Following a string of British concessions in ongoing Brexit negotiations with the EU, UK PM Theresa May announced the decision to return the color of the British passport to its historic gold and blue, changing it from today's EU-standard burgundy.
The UK passport is an expression of our independence and sovereignty – symbolising our citizenship of a proud, great nation. That's why we have announced that the iconic #bluepassport will return after we leave the European Union in 2019. https://t.co/pgQvrBIna5— Theresa May (@theresa_may) December 22, 2017
Supporters of Brexit immediately celebrated the news, echoing the PM's statement that the new post-Brexit passport will symbolize "our citizenship in of a proud, great nation." The UK Home Office added that the British passport is "one of the most iconic things about being British," The Guardian reports.
"You can't be a nation unless you have this symbol," said an overjoyed Nigel Farage of the UK Independence Party, according to The Guardian.
Supporters of the new passport also took to Twitter to express their satisfaction.

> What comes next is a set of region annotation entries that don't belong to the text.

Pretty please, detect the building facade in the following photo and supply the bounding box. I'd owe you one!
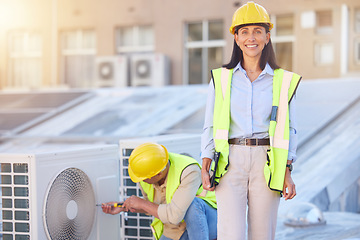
[0,0,360,90]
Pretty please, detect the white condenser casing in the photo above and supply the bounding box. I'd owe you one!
[0,145,121,240]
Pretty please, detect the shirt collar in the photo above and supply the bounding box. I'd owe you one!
[233,62,274,76]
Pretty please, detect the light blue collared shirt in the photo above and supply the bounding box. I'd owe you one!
[201,63,297,162]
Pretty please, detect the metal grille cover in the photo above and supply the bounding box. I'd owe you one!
[44,168,95,240]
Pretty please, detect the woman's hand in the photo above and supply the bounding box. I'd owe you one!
[101,202,126,215]
[201,158,215,191]
[283,168,296,200]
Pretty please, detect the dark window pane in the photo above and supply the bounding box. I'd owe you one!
[189,48,202,84]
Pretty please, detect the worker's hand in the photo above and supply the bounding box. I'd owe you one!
[201,158,215,191]
[101,202,126,215]
[283,168,296,200]
[123,195,146,212]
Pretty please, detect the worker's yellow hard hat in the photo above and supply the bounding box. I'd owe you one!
[229,2,274,34]
[128,143,169,182]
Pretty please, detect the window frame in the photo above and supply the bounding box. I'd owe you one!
[270,13,296,71]
[6,30,44,89]
[115,25,155,54]
[183,19,226,85]
[60,29,97,87]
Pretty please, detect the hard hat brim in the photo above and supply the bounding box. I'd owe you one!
[128,165,146,183]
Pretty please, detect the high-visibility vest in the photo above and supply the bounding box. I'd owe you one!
[211,68,301,193]
[140,153,217,239]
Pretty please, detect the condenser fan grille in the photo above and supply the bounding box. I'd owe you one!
[44,168,95,240]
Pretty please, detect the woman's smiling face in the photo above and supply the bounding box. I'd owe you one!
[234,25,270,58]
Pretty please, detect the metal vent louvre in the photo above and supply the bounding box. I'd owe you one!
[120,148,154,240]
[44,168,95,240]
[0,162,31,240]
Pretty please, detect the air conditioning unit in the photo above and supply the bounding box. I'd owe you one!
[94,55,129,87]
[130,53,170,87]
[0,145,120,240]
[119,134,201,240]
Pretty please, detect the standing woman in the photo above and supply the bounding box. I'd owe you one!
[201,2,301,240]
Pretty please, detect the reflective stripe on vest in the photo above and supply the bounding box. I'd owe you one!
[140,153,217,239]
[212,68,301,193]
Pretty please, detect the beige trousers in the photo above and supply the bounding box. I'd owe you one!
[215,145,280,240]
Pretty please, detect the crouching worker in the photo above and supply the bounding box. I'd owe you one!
[102,143,217,240]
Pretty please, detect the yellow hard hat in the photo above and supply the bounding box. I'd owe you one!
[229,2,274,34]
[128,143,169,182]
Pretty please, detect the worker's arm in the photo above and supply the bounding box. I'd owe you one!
[283,160,296,200]
[123,195,159,218]
[158,164,201,225]
[101,202,126,215]
[201,158,215,191]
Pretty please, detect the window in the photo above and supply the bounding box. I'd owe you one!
[354,8,360,33]
[354,38,360,64]
[183,20,225,84]
[6,31,42,88]
[271,14,295,71]
[115,26,155,53]
[61,30,96,87]
[316,10,333,35]
[315,43,334,66]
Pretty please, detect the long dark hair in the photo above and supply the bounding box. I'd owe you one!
[223,23,280,70]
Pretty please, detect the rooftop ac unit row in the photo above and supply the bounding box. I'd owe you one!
[119,134,200,240]
[0,145,120,240]
[94,55,129,87]
[130,53,170,87]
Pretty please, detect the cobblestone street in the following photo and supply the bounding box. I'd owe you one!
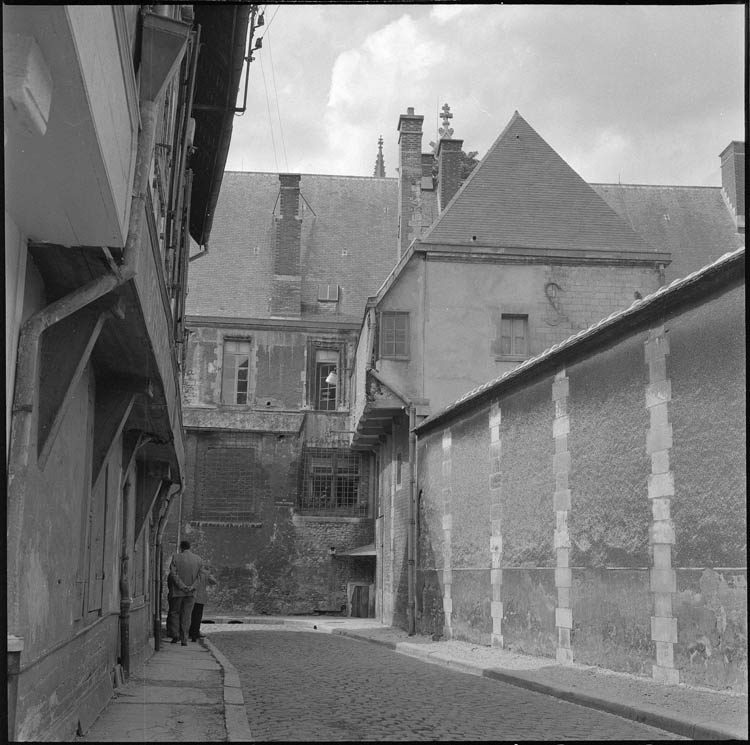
[211,631,682,741]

I’m looking forward to getting a #bluepassport & I won’t be embarrassed when presenting it in passport control. In fact I’ll ditch my driving license as my regular ID & use my blue passport instead. An advertisement of dumping the EU. Not EUROPE, the EU. pic.twitter.com/xnVWfkuLHH— Feisty🇬🇧realist (@FeistyRealist) December 22, 2017
Whilst we’re delighted that Britain is getting our #BluePassport back, we’re more excited about no longer having an European Union passport. We’re getting our country back!— Snowflake Bible ❄️ (@JRMoggmentum) December 22, 2017
Yet while Brexit supporters cheer the return of their new passport, there are some who believe that it symbolizes not the "proudness" of the nation, but rather what the UK stands to lose as a result of Brexit. Citing unspecified sources in Brussels, The Guardian reports that holders of any British passports, regardless of color, could see reduced travel rights post-Brexit unless further negotiating concessions were made.
According to The Guardian, there is a real chance that the UK will lose its fast-track travel privileges to Europe, but this would likely necessitate a
"It is an expression of how mendacious, absurd and parochial we look to the world," said Ed Miliband, former leader of the Labor Party, reports The Guardian.
This was echoed by another British Labor MP, who quipped that while standing in long queues at the airport, at least Britons could "look at just how blue" their new passports are.
Remainers also took to twitter to express their frustrations over the announced passport.
The blue passport will be a constant dismal reminder of backward-looking #Brexit, reaffirming the establishment, confirming the far right victory and refusing to allow the UK to modernise and live in the 21st century. #bluepassport— Elizabeth Bangs #FBPE (@ElizabethBangs) December 22, 2017
Imagine voting to ruin your country for the sake of a #BluePassport!— James (@James4Labour) December 22, 2017
The only good thing to come from #Brexit is that I’ll be able to say in 50yrs time, after all the realities have hit hard: I didn’t vote for it and I didn’t want it.
Academics that are observing the reactions and counter-reactions note that British society has become so divided, that to a large extent, they simply do not understand each other.
"It's a sign of the times that the mirror image of it appealing to a certain segment of the British population is that it will be a total turn-off to the other," Anand Menon said according to The Guardian, a professor of European politics and foreign affairs at King's College, before adding "It's a reflection of how divided our society is: some people just cannot compute and other people are celebrating."